While we’re on the subject of libel, British journalist Andrew Morton has been pondering the UK fate of his Tom Cruise biography:
It is for sale in Vietnam, Serbia and China – not countries known for allowing free of expression. Yet in Britain it cannot be sold because of my country’s repressive legal system. The gagging of freedom of speech and expression in Britain and the willingness of judges to pay huge settlements to plaintiffs means that Britain is a haven for libel tourists and sharp lawyers. In an increasingly flat world where information is freely available to the rest of the world apart from Britain this will be a growing problem for authors and publishers.
I noted in January, there is also no Australian edition due to libel fears, and the Australian bookshop chain Angus & Robertson has declined to stock the US edition (although Private Eye suggests that this may be because the Murdoch family, which owns the stores, has links to Scientologist and Cruise friend James Packer).

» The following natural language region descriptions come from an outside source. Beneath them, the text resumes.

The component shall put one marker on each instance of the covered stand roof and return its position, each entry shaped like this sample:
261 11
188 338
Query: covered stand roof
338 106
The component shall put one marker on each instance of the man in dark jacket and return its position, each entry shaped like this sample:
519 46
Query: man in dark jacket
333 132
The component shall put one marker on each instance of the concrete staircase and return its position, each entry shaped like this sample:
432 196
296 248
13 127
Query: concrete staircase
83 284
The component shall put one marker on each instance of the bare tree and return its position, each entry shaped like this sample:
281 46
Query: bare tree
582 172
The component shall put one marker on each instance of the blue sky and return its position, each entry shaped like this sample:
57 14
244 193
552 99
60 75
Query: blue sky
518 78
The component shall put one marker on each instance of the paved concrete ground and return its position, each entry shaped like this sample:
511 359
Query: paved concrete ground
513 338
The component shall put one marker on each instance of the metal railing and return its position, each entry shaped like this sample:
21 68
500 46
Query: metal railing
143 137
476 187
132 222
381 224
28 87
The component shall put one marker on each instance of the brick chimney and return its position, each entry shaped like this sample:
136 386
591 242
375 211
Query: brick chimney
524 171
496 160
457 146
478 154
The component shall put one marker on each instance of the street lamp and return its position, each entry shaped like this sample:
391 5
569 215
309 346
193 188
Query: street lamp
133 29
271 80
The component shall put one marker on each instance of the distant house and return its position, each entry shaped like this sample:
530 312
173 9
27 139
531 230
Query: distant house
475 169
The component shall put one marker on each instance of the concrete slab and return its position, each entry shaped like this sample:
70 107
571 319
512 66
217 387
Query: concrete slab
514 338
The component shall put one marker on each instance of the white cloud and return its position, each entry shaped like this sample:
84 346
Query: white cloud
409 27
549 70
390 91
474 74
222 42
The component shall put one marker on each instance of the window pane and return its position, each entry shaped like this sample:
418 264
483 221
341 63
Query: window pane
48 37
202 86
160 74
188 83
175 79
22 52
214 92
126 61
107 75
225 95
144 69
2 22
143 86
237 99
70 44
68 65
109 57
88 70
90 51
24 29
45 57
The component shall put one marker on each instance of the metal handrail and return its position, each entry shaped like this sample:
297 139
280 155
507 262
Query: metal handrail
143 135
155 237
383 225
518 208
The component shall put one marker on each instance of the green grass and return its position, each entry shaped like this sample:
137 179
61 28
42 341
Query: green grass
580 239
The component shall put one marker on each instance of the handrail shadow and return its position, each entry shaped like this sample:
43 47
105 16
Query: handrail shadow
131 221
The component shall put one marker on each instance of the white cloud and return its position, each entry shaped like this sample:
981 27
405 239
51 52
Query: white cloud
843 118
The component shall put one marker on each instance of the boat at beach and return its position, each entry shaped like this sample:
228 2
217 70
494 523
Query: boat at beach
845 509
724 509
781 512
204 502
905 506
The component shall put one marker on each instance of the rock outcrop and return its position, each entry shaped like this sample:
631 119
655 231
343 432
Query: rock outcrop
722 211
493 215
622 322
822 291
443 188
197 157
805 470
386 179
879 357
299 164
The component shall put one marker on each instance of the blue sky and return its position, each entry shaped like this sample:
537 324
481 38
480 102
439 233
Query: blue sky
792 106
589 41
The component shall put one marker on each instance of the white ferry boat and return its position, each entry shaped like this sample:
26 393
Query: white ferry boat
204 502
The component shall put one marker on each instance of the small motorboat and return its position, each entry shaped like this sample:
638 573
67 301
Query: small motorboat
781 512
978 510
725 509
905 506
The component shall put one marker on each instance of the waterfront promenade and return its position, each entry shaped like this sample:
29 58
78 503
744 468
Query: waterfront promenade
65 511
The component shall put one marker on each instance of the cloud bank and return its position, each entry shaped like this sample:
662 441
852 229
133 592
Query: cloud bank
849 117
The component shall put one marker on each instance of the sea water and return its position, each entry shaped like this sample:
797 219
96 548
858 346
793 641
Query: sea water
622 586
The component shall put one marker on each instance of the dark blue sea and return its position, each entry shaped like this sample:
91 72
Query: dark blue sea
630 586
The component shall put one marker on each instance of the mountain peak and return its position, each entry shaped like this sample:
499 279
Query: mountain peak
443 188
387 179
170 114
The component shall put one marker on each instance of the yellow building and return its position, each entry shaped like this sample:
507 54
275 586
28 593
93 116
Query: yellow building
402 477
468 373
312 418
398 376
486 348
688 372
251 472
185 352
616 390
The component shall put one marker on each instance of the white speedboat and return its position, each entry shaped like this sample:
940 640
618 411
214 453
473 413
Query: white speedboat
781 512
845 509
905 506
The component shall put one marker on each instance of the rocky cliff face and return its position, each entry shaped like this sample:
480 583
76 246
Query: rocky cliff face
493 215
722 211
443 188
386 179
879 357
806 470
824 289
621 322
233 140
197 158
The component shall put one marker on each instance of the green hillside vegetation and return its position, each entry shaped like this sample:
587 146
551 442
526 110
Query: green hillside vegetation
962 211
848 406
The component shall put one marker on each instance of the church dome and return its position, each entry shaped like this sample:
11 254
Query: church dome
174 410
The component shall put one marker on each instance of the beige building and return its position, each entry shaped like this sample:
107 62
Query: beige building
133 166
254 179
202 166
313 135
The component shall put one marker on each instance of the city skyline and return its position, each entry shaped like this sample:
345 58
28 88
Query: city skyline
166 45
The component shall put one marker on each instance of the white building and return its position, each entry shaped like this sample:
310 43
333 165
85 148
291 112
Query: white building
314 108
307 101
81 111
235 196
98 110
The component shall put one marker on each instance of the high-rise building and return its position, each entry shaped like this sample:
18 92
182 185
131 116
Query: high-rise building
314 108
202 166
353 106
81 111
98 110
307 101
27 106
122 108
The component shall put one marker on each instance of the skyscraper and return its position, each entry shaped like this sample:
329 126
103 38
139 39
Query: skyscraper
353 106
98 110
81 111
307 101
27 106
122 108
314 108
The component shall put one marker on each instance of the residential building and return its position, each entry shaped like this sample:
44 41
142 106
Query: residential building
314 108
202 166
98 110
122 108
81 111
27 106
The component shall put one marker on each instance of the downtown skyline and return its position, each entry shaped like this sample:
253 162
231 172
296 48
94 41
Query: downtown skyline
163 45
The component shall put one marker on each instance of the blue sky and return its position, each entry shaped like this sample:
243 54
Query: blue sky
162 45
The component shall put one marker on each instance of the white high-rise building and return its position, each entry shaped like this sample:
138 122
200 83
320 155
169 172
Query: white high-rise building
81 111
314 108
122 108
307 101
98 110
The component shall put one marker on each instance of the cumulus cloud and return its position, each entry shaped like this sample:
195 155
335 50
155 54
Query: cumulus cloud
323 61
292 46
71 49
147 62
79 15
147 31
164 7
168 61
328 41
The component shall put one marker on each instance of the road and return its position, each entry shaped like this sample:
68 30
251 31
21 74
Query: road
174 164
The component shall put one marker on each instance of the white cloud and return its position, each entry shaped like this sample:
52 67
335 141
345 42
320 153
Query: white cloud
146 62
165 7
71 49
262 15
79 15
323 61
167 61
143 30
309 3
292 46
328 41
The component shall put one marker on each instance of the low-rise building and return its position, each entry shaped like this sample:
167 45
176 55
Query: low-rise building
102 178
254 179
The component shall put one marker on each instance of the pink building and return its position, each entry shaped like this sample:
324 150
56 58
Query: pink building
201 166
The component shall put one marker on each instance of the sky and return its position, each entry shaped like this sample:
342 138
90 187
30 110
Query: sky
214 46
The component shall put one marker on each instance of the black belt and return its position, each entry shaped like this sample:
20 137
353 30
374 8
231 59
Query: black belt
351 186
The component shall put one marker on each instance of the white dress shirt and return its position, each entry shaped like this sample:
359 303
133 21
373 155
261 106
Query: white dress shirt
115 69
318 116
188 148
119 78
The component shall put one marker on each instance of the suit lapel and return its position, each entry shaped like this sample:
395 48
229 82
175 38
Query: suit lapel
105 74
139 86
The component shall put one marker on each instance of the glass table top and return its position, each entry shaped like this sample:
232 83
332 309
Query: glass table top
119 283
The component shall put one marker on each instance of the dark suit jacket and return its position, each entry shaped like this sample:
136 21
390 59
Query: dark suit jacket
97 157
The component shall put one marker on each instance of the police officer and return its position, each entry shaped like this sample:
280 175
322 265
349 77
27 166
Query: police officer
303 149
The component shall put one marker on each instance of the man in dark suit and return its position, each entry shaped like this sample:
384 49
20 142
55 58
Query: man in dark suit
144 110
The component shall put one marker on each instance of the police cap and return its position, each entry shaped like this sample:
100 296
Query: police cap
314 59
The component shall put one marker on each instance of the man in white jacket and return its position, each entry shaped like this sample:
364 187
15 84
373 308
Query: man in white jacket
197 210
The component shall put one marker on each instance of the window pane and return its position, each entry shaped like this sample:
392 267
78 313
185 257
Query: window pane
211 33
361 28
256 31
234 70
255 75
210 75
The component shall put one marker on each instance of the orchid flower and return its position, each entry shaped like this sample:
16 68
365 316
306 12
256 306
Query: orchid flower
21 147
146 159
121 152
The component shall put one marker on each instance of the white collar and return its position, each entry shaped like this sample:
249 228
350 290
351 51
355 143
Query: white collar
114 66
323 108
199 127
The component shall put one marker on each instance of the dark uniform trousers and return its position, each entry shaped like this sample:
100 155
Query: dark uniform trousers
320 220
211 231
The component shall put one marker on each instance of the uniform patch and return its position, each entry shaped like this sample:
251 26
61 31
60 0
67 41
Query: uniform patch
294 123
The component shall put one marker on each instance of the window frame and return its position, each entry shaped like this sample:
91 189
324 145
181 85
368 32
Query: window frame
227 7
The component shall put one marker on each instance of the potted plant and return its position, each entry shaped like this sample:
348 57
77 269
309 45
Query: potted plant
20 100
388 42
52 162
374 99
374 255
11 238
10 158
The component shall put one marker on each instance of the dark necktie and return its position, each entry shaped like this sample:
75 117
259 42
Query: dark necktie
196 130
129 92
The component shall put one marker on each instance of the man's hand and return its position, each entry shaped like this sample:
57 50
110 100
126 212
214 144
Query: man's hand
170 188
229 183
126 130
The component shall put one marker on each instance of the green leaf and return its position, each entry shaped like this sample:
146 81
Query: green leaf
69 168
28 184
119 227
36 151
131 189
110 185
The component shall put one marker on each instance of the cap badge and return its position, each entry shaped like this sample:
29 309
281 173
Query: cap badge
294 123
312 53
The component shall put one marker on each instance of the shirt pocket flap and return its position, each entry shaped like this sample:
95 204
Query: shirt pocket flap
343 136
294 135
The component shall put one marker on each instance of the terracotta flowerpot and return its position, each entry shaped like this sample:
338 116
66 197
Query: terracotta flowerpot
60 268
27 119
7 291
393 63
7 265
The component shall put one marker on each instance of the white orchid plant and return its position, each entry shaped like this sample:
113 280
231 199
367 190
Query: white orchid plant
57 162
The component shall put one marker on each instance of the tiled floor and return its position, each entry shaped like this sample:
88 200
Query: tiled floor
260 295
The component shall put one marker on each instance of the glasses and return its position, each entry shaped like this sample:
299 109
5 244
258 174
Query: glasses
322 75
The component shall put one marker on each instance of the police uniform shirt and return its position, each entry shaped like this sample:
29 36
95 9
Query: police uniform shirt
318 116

Morton’s lament is of course very familiar; Britain’s excessive and punitive libel laws have been a problem for decades, yet despite the many complaints very little gets done. A few cases have established precedents that favour free speech, such as the 2002 case I mentioned yesterday, but the stakes are so high that it is usually more prudent to practice self-censorship (as I have done a couple of times) or for a defendant in a case to concede as quickly as possible.
Another option is to take up residence in New York State, where the recent Libel Terrorism Protection Act allows “New York’s courts to declare that a foreign judgment was unenforceable if the courts decided that the libel laws in foreign jurisdictions did not protect freedom of speech and the press to the same extent as the laws in New York and the US.” This was passed after an American author who had written on Saudi links to terrorism was sued for libel in the London High Court (as I blogged here), and the Act’s somewhat over-dramatic name doubtless reflects the US right’s notion that the problem is about the “appeasement of radical Islam” (see details of this conference for an example) rather than a more general issue of attempts by the rich and powerful (or in some cases simply the cranky) to silence critics and dissuade overcurious researchers.
It is certainly tempting to concur with the inference of the Act’s name that those who threaten or bring libel actions simply to suppress legitimate free expression and inquiry are engaging in a kind of terrorism against the values of an open society, but there is also a risk of trivialisation: excessive libel threats may make us fearful to write what we know we should have the right to express, but the devestation wrought by terrorist violence (both as regards its victims and the effects on societies where it occurs) is hardly comparable. However, whatever its name and the motives of its drafters, the Act represents a bit of progress.